ICML 2026 · Oral

Disentangling Latent Risk Pathways
via Bayesian Hypergraph Inference

Shengxian Ding · Haonan Gao · Pangpang Liu · Xinyuan Tian · Yize Zhao
TL;DR. BHPI reframes multi-disease EHR modeling as inferring a latent hypergraph: diseases group into overlapping pathways, risk factors act on pathways rather than single diseases, and structured Bayesian inference delivers calibrated uncertainty — with the largest gains on rare diseases.

Abstract

Electronic health records (EHR) pose large-scale multi-disease modeling problems in which many outcomes are rare and strongly influenced by shared risk factors. While modern approaches achieve strong predictive performance, they often treat diseases independently or rely on black-box architectures, offering limited insight into how risk factors organize disease risk and little principled uncertainty quantification.

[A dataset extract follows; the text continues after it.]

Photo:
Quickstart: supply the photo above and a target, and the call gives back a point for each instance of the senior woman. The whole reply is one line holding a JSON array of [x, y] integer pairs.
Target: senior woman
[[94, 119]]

We introduce a Bayesian hypergraph inference framework that reframes multi-disease modeling around latent, risk-factor–modulated disease pathways. Risk factors act on hyperedges — latent disease subsets with shared risk patterns — allowing diseases to participate in multiple distinct pathways and enabling interpretable, higher-order structure beyond pairwise associations. A repulsion prior encourages parsimonious and identifiable structure, while posterior inference provides calibrated uncertainty over both disease groupings and risk-factor influence.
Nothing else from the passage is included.